Mas também suspeitamos que elas falham porque interferem no conceito de refeição e na comensalidade, duas práticas culturais profundamente arraigadas que definem a alimentação para muitas pessoas. Afinal, as pessoas comem refeições (não alimentos isolados), embora muitas vezes escrevam e pensem sobre a comida como algum tipo de pacote de nutrientes, ou com algum outro sistema de classificação individualizado que separa a comida da prática cotidiana de comer.

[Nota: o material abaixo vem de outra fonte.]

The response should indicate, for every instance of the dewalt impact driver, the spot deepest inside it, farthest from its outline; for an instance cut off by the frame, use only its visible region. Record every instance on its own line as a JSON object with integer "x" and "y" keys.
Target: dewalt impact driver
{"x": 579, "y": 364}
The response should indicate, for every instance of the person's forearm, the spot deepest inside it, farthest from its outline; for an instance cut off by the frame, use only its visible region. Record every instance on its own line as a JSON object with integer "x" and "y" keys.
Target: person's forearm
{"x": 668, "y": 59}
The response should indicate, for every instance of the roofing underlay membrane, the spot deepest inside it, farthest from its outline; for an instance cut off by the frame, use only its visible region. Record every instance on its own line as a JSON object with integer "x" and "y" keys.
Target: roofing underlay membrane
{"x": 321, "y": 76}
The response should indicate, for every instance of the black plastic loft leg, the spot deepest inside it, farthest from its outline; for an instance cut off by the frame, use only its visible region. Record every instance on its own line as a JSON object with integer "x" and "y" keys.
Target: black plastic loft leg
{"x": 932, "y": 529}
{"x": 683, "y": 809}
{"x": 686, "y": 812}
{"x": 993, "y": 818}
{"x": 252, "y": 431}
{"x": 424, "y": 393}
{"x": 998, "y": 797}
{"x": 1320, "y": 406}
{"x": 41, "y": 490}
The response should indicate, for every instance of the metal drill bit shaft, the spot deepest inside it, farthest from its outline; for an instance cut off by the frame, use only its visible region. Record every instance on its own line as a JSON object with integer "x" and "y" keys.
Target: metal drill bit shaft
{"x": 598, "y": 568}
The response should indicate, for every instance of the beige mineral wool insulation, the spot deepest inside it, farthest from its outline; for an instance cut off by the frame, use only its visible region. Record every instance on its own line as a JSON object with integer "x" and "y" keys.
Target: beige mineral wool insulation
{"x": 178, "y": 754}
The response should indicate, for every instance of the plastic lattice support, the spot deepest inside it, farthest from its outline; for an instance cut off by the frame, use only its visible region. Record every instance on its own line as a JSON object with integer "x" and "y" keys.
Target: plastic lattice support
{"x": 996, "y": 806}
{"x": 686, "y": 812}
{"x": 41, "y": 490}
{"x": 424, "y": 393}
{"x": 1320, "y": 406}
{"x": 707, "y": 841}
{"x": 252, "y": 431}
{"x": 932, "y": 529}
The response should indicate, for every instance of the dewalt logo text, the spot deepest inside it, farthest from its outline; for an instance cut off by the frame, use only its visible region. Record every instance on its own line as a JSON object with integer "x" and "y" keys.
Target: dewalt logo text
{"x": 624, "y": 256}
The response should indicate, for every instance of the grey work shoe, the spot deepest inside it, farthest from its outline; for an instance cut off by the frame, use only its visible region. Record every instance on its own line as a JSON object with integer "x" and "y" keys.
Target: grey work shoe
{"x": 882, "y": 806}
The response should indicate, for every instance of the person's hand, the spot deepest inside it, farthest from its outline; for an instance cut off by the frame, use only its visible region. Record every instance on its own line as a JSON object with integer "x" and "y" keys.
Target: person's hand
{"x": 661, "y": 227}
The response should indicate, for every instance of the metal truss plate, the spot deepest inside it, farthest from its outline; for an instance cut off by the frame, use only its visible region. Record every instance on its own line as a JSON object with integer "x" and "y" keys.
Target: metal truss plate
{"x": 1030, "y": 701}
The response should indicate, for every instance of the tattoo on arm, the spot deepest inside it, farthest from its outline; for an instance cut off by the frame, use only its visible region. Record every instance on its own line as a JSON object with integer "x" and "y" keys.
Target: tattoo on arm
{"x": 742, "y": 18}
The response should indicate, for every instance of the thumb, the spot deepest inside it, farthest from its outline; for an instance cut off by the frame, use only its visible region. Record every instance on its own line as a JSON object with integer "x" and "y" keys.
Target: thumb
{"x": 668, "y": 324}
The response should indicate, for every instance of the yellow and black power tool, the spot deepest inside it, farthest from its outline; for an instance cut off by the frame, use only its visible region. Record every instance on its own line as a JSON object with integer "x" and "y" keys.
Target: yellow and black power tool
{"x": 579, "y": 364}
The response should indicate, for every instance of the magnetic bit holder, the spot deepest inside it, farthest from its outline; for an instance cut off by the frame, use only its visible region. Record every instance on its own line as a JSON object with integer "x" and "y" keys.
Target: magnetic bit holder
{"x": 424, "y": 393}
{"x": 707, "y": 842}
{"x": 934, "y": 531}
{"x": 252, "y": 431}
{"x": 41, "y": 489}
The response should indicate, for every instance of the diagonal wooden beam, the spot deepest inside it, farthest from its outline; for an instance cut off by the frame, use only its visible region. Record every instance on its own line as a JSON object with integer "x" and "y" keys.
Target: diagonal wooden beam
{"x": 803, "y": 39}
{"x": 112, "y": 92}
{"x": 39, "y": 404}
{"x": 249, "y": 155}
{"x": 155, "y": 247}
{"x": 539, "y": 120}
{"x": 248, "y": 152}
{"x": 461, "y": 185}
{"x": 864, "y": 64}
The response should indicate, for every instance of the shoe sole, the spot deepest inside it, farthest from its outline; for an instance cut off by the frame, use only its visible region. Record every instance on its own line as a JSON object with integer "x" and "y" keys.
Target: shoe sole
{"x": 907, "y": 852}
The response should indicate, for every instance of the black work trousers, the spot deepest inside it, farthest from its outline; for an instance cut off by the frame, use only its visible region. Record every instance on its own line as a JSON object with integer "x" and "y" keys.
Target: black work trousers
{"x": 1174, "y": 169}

Deixar de fora um macronutriente pode se tornar difícil com o tempo porque nosso cérebro, cultura e expectativas gastronômicas nos dizem que nossa refeição deve incluir carboidratos ou gordura para ser conceitualmente completa.

Nossas culturas nos treinam para comer de uma certa maneira e, se não o fizermos, sentimos que algo está vagamente errado. Da mesma forma, a maioria de nós também valoriza comer juntos, e nossa imagem mental preferida de “como comer” envolve o compartilhamento de alimentos. Afinal, valorizamos a refeição em família, e as pessoas valorizam comer fora com os amigos. Muitos de nossos rituais culturais exigem celebrar juntos sobre uma mesa cheia de comidas especiais.

A ideia de comer juntos está incorporada em nossa compreensão de como nos alimentarmos e, portanto, adotar uma dieta que dificulta desfrutar de uma refeição com as pessoas de quem gostamos torna essa dieta muito menos atraente ao longo do tempo. Suspeitamos que essas duas construções culturais – a estrutura da refeição e comer juntos – tornam a prática dessas dietas difícil e provavelmente de ser abandonada.

Acesse a notícia completa na página da Universidade da Pensilvânia (em inglês).

Fonte: Michele W. Berger, Universidade da Pensilvânia. Imagem: Freepik.